Family Central, an organization here in Florida, and the Early Learning coalition provide the VPK program. On their website they have information about inclusion in the VPK program and even better they provide FREE training to childcare centers on how to make sure their programs are set up for inclusion.  At this point I was mad. I was seeing red and was ready to report each of these schools for discrimination.  I couldn’t even find the “nice words” I tell my children to use. I wanted to be a raging bitch and make everyone understand that my son is amazing and they need to include him.

Today I called two different schools, both welcomed me for a tour. I went to the first school who said they would be able to accommodate my son’s needs. We walked in and lil man would not take his headphones off. The classrooms were cluttered, nothing was at eye level for the children and it was LOUD. I was having problems with the environment. Both lil man and lil girl shied away from the staff and were not very open to the idea. They were ready to get out before I could even finish the conversation with the school’s director. THIS WAS NOT THE SCHOOL.  While they said they could accommodate his needs and his therapist would be able to come to the school, there was little about this school that was sensory friendly.

We left, I felt defeated.
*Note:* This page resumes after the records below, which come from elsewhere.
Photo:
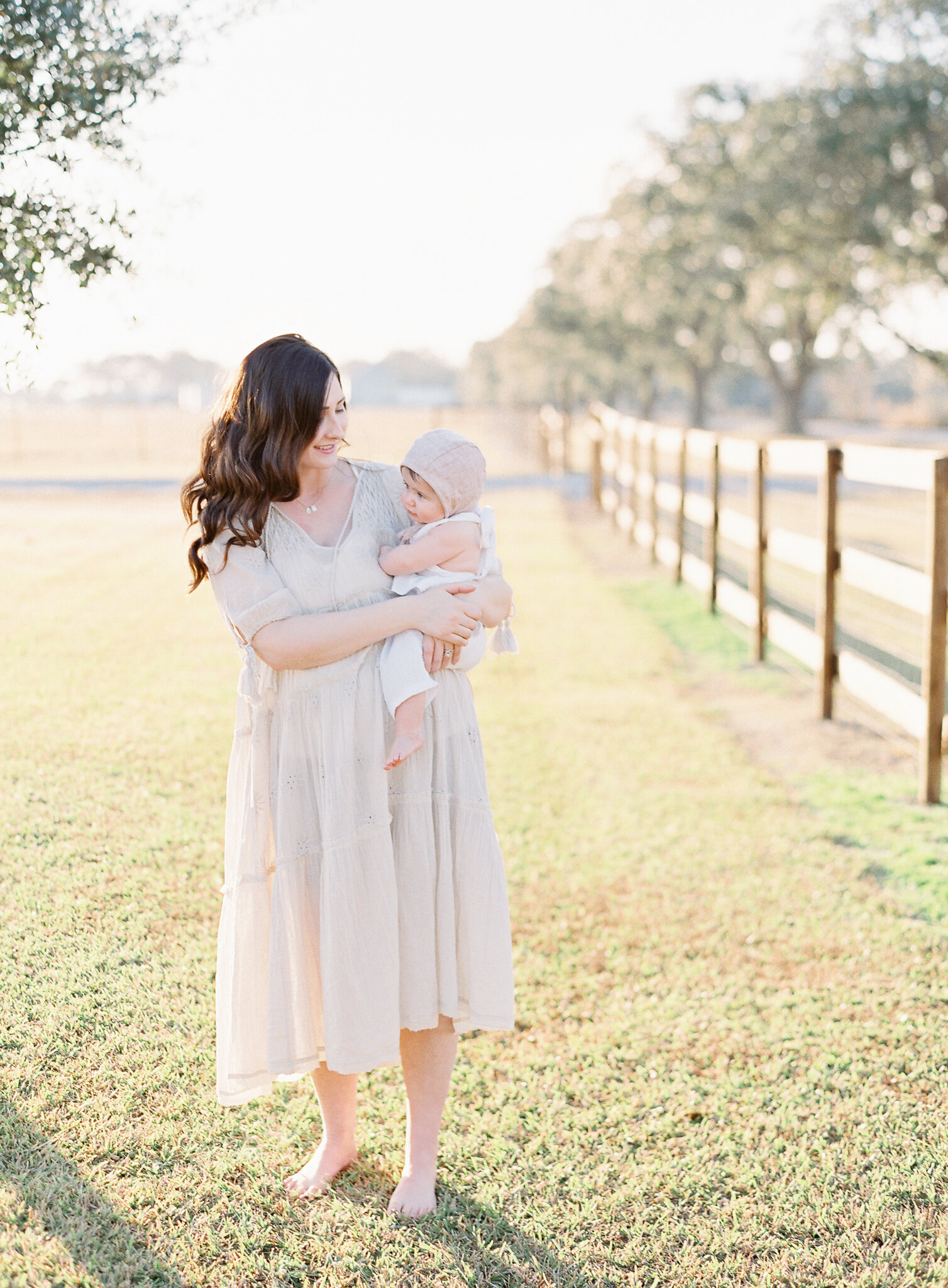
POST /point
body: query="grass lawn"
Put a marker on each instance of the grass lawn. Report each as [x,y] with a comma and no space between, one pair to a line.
[729,1065]
[902,844]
I was at a loss. We  entered the second school shortly after. I must admit, I did not have high hopes for this school. No other school would take him and the only other option was too much of a sensory overload.  We toured the school were shown each classroom and they kids were allowed to explore the classes. They could touch the toys, meet the teachers, and even interact with the other kids. (Nope there was no interacting with other kids, but it was nice that it was an option.)  As the tour went on things kept getting better. Each classroom is equipped with a “chill zone” where children can go to decompress. There are visuals of emotions, calm down methods, and get this SESNORY items.  So at this point I am wondering if I have died and gone to preschool dream land.  We continue with the tour, we talk about logical consequences and then I am surprised with the training that their staff is undergoing. It is a training called PBS, Positive Behavior Supports. Really a preschool working with behavior supports. I’m in shock.

After the tour is over we talk about Buggies current needs and what will be needed for him to succeed. They are cool with this, then I meet the director/owner. Everything makes sense following this meeting. She was an elementary school teacher who went on to get her masters in Special Education. Now it all makes sense to me, this school is the perfect choice for my two younger ones. Not only am I happy with the school and the staff, but lil man is happy with the choice as well.

Maybe all of the “No’s” we had to hear were put in our path so that we could get to this school. I believe everything happens for a reason and that there is always a plan in life, even when it hasn’t been reviled to us yet. It is faith and trust that will lead me to the right decisions for my children.